A widely cited study used to push for more state 'assault weapons' bans is flawed and does not show that the 1994 federal ban saved lives.

By E. Gregory Wallace & George A. Mocsary. Jan 31, 2023

“Assault weapons” ban proponents say that such bans will save lives. A recent opinion column published in the Chicago Sun-Times claims that the risk of dying in a mass shooting was 70 percent lower during the 1994-2004 federal 'assault weapons' ban. The column was published while the Illinois state legislature was debating a state-wide 'assault weapons' ban, which passed a few weeks ago.

The study on which that claim was based is flawed and its conclusions unreliable.
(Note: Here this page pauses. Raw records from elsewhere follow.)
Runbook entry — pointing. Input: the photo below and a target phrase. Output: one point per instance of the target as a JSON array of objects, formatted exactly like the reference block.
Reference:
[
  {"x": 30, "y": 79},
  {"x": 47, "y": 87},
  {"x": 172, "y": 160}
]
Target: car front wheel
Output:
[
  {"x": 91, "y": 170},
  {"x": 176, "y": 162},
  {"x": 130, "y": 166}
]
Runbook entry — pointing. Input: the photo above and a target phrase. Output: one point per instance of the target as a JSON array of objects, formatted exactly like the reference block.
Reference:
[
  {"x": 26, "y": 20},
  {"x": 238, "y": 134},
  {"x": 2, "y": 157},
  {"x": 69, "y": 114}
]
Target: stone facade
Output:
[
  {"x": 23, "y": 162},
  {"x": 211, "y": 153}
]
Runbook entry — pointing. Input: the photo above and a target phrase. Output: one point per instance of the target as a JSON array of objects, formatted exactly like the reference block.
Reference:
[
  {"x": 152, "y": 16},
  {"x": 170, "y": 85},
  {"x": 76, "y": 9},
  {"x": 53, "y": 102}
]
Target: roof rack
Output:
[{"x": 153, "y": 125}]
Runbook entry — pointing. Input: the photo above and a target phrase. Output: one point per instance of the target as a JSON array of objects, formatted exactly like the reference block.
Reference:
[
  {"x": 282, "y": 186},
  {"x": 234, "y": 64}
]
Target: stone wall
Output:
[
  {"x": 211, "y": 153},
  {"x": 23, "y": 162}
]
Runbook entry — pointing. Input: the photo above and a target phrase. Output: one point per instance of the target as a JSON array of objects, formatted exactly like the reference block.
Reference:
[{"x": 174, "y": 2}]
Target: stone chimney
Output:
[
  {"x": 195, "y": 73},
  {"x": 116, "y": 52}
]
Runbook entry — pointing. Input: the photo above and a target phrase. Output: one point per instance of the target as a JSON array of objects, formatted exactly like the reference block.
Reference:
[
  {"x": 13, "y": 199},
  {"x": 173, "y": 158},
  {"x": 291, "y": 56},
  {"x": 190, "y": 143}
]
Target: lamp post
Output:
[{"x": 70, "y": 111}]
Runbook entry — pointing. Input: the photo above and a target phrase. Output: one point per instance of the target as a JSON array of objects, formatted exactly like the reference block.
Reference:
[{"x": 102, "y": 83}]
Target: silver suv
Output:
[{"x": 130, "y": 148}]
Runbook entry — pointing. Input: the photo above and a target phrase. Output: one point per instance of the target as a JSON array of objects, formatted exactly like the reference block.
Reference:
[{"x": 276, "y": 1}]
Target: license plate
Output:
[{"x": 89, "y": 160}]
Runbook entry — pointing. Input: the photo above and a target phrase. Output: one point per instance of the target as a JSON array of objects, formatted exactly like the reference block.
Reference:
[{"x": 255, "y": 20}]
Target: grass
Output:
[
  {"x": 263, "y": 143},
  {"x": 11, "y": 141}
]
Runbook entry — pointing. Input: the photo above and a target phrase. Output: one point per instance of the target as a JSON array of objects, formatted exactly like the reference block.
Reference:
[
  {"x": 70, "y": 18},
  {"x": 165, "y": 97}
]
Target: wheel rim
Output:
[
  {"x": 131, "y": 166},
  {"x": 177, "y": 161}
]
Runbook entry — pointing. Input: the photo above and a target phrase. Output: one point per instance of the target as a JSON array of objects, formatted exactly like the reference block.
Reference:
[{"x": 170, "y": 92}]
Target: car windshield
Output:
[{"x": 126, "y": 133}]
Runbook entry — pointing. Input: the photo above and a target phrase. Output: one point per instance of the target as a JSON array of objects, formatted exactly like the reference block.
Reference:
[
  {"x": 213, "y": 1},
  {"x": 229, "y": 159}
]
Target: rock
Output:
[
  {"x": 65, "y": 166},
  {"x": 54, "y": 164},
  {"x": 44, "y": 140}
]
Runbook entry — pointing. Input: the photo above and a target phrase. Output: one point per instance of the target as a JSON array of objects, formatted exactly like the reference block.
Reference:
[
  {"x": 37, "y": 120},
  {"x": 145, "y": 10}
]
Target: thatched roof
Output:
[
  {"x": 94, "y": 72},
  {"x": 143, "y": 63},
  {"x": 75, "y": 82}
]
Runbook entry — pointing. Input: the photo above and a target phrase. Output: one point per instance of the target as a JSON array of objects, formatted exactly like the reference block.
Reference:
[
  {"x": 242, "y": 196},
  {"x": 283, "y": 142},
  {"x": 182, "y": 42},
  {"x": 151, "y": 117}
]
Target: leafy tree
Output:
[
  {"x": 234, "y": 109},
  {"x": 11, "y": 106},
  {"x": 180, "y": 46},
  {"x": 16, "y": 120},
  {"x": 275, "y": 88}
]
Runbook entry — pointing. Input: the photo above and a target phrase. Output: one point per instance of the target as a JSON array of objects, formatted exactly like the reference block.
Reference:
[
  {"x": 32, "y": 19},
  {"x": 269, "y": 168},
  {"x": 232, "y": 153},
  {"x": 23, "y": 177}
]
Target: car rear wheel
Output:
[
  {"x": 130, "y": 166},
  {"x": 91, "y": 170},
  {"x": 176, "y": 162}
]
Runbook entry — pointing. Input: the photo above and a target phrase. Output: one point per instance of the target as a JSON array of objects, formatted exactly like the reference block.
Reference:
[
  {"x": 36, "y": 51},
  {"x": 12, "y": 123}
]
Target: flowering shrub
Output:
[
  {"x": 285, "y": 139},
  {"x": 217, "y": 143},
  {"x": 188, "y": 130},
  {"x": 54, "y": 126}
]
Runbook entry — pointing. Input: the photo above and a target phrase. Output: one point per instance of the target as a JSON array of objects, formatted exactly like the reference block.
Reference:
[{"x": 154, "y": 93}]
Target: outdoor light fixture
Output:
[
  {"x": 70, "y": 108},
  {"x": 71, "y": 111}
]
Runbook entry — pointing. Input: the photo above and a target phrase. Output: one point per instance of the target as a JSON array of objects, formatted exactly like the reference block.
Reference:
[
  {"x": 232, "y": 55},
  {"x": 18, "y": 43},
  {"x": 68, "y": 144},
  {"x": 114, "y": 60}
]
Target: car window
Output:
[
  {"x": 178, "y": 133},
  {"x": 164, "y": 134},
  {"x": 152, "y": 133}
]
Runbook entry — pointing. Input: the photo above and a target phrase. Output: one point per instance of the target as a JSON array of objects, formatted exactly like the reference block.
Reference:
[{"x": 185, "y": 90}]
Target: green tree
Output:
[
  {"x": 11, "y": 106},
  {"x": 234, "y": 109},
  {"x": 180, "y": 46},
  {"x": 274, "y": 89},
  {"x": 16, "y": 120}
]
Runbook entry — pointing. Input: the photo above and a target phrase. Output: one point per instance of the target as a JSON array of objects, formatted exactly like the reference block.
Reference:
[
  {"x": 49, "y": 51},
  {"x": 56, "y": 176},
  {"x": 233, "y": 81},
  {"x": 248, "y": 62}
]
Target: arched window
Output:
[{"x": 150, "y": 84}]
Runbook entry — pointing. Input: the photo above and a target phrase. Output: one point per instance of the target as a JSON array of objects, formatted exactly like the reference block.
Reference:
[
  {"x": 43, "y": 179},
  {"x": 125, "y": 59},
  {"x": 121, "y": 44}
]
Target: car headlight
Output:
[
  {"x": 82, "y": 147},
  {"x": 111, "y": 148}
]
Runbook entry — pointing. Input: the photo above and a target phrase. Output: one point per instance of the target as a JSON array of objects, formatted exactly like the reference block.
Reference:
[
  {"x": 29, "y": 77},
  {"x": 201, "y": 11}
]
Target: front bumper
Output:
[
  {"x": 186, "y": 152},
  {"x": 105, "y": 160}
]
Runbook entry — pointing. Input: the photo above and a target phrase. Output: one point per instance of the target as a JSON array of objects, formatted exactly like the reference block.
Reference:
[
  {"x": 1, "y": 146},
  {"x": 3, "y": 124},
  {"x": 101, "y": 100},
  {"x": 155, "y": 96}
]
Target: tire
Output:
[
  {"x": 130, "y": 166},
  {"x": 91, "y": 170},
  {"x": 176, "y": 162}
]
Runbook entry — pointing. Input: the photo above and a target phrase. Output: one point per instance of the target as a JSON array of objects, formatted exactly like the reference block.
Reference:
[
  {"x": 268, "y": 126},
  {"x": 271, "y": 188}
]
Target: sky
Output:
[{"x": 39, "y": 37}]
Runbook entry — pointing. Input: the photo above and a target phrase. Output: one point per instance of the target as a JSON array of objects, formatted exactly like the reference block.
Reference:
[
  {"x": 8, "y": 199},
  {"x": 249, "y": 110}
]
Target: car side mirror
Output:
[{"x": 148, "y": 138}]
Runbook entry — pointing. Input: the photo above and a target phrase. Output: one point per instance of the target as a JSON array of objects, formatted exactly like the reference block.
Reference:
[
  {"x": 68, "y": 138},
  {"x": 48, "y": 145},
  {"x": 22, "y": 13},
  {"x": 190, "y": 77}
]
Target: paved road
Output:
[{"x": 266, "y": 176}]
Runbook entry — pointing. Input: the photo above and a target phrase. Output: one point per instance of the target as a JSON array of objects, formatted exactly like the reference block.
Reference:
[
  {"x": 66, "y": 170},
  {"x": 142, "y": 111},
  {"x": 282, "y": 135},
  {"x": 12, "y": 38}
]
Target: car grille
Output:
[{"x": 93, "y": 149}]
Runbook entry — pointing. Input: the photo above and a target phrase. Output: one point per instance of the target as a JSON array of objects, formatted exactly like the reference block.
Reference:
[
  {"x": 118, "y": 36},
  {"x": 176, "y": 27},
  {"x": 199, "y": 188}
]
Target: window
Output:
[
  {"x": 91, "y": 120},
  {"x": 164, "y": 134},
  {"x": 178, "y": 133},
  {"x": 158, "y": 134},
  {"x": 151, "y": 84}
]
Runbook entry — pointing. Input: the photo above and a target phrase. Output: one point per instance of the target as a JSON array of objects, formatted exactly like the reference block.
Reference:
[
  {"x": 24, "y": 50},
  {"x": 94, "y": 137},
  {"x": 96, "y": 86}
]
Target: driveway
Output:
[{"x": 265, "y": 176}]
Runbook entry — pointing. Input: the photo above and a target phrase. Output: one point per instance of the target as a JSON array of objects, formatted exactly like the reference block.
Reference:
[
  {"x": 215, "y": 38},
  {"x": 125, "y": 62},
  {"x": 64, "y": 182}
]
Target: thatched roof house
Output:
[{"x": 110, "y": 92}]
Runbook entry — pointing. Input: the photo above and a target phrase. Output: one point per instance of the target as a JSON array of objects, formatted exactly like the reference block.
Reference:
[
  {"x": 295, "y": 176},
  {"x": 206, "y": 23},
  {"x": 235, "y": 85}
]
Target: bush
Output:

Yet gun-control advocates such as the Giffords Law Center, Everytown for Gun Safety, and Sandy Hook Promise continue to use the study as they push for more 'assault weapons' bans like the one in Illinois. Legislators, media reports, and opinion writers have cited the study, and the column published in the Chicago Sun-Times has appeared in several media outlets.

The study was produced by Charles DiMaggio, lead author; Michael Klein, the opinion column's author; and seven other medical professionals. It examined data from three open-source mass shooting databases. The study identified 44 mass shootings from 1981 through 2017 in which four or more fatalities were reported (not including the shooter), resulting in 501 fatalities. It determined that 34 of these shootings were committed with so-called 'assault weapons', which accounted for 430 (86 percent) of the fatalities.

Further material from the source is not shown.